The Anton Bruckner Museum is a museum about the composer Anton Bruckner (1824–1896), in Ansfelden, near Linz in Upper Austria. The building is the composer's birthplace.

==Description==
===Bruckner's life===
The museum was originally a school building, and a residence for teachers. It was associated with the Bruckner family since 1777; Anton Bruckner's grandfather and father were schoolteachers here. Anton Bruckner was born in the schoolteacher's apartment on 4 September 1824. As a boy he sang in the choir of the Monastery of St Florian, in the nearby town of St Florian. Aged 17 he was an assistant teacher in Freistadt, and in 1851 became organist at the monastery of St Florian.
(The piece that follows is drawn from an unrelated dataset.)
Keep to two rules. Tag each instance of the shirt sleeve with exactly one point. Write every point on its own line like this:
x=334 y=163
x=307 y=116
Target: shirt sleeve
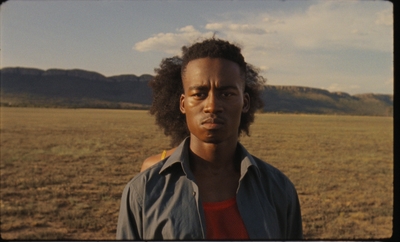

He became, after winning a competition, organist of Linz Cathedral in 1855. He moved to Vienna in 1868, where he was court organist, university lecturer, and became famous as a composer, particularly of symphonies.

He died in 1896; he is buried in the crypt of the Monastery of St Florian, next to the organ.

===The museum===
The building was replaced as a schoolhouse in 1907. In 1968 it was acquired by the State of Upper Austria, and in 1972 it was opened as a memorial site. It was updated in 1987, and after extensive renovation was re-opened in 2014.

In several rooms, the museum gives an impression of the life and work of the composer, and of the local community in his lifetime. There are items associated with the composer, in particular the baroque console of the organ of St Florian, which Bruckner played. There are musical instruments made in Linz in the mid 19th century, and a model of Ansfelden in 1820.